Ben Carson, the mild-mannered neurosurgeon, seconded Bush’s call. “We have to stop this because, you know, if we manage to damage ourselves and we lose the next election and a progressive gets in there and they get two or three Supreme Court picks, this nation is over as we know it.”
The call did not stop Bush from going after Trump, calling his rival “unhinged” for his policies on immigration and Muslims and misguided in his plans for high tariffs on Chinese imports.
“This would be devastating for our economy. We need somebody with a steady hand being president of the United States,” Bush said in reference to tariffs, warning that they would lead to retaliatory actions by China and hurt U.S. exports there.
Trump responded with an attack on Bush’s personality.
“We don’t need a weak person being president of the United States,” Trump said, returning to an old insult that Bush is “low-energy.” “We don’t need that. We don’t need that.”
The debate came just 48 hours after President Obama delivered the final State of the Union address of his presidency, which included sharp condemnation of the angry GOP rhetoric over Muslims, immigration and other issues. At the debate, the candidates flung zinger after zinger in an attempt to out-do each other in delivering the most visceral condemnation of Obama – as well as Clinton, his first-term secretary of state and the leading Democratic presidential candidate.
Christie called Obama “a petulant child” and likened his State of the Union to “storytime” because it painted, in Christie’s view, too rosy a picture of the country.
Doing away with any sense of debate-stage decorum, Christie said, “We are going to kick your rear end out of the White House come this fall.”

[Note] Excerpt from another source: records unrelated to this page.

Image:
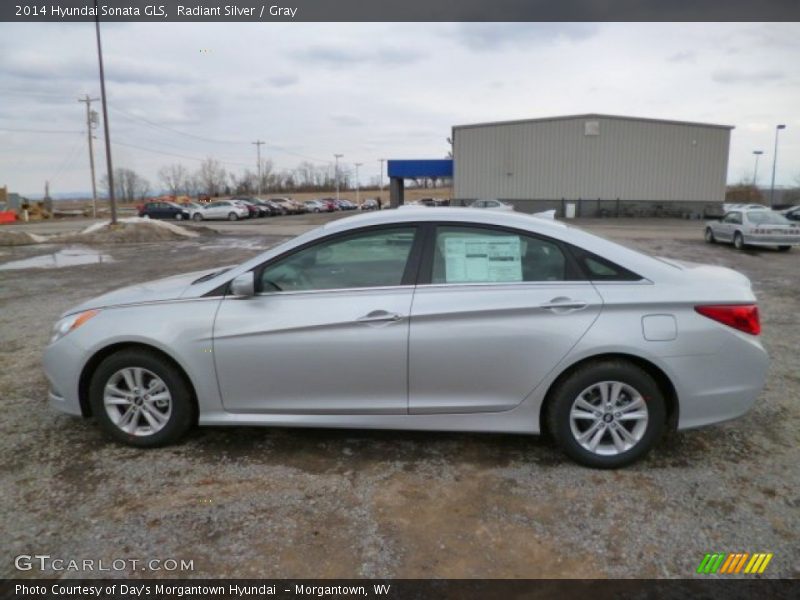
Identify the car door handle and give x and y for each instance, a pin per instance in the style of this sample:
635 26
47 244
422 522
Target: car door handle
379 316
563 304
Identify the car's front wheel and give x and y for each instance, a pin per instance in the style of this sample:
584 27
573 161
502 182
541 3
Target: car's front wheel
607 414
140 399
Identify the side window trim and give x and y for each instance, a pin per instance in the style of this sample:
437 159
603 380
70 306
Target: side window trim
410 272
572 270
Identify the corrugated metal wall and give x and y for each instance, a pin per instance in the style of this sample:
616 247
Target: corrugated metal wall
628 159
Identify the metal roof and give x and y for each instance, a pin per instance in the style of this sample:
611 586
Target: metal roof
592 116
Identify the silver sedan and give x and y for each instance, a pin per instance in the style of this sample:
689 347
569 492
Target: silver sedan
760 227
434 319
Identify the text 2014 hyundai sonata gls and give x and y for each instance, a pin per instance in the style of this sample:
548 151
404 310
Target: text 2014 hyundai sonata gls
434 319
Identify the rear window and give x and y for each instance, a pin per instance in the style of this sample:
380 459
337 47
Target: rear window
596 268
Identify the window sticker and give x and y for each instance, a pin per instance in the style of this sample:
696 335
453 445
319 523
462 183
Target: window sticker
483 259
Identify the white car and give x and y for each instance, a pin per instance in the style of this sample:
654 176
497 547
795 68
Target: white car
757 227
491 205
225 209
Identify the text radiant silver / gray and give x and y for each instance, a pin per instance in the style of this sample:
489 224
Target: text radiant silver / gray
422 318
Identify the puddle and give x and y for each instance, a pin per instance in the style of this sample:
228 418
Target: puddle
70 256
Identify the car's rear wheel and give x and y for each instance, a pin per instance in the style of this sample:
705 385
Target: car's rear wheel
606 414
140 399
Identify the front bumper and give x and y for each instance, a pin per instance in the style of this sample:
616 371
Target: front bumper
63 363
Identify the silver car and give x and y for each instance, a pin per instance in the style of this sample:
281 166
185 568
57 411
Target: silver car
758 227
440 319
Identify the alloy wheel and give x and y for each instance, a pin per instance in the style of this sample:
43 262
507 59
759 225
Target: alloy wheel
609 418
137 401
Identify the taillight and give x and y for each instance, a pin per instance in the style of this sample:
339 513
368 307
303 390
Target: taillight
743 317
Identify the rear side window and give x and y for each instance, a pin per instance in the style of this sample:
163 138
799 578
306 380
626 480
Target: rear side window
482 255
596 268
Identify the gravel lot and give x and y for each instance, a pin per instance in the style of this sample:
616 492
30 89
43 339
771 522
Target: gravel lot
315 503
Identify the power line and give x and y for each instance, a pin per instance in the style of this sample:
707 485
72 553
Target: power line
39 130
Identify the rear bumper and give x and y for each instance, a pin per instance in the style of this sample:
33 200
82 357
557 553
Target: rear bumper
719 387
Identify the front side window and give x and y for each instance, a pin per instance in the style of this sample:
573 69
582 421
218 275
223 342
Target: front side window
480 255
375 258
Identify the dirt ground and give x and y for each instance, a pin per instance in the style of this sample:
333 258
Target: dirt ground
316 503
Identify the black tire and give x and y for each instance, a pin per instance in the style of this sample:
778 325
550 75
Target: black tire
565 393
182 415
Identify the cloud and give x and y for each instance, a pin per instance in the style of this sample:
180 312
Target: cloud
734 76
338 56
495 36
683 57
281 81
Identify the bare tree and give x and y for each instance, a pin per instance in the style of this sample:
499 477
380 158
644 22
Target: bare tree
129 186
175 178
212 177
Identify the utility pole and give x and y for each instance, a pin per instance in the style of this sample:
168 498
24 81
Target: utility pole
358 196
774 162
109 165
336 174
258 144
91 123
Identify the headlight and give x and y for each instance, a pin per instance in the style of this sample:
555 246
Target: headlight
67 324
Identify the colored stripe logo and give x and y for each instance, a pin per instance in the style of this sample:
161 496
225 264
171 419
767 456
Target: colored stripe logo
734 563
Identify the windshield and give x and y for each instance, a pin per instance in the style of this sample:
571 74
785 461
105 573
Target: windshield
766 217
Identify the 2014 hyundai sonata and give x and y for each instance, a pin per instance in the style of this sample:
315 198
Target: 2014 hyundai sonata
433 319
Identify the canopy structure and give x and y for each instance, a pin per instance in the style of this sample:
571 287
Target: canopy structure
400 170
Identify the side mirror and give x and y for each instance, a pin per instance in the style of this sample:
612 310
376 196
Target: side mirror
243 286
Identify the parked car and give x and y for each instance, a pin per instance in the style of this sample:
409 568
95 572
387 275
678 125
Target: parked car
226 209
195 210
291 207
369 204
164 210
492 205
315 206
745 228
793 213
395 319
330 204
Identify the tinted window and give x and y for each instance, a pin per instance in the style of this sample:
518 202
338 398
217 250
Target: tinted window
367 259
478 255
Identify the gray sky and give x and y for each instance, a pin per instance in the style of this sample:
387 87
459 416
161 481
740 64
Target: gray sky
375 90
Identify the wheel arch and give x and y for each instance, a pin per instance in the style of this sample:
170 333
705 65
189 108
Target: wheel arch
98 357
663 381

The language was just as strident in discussing Clinton. Bush suggested that she “might be going back and forth between the White House and the courthouse” because she is under FBI investigation for her email practices. Then Rubio stepped up the rhetoric and charged that Clinton was “disqualified from being commander in chief.”
When co-moderator Maria Bartiromo asked Cruz about a Wednesday New York Times report that he failed to properly disclose loans from Goldman Sachs and CitiBank during his 2012 Senate campaign, Cruz used the moment to slam what he called “the mainstream media.”
“Yes, I made a paperwork error disclosing it on one piece of paper instead of the other,” Cruz said. “But if that’s the best the New York Times has got, they better go back to the well.”
Although Ohio Gov. John Kasich did not figure in the more contentious exchanges, he sought to appeal directly to frustrated middle- and working-class families.
“People are upset,” he said. “You’re 50 or 51 years old and some kid walks in and tells you you’re out of work and you don’t know where to go and where to turn. Do we have an answer for that? We do.”
The Washington Post’s David A. Fahrenthold in Washington contributed to this report.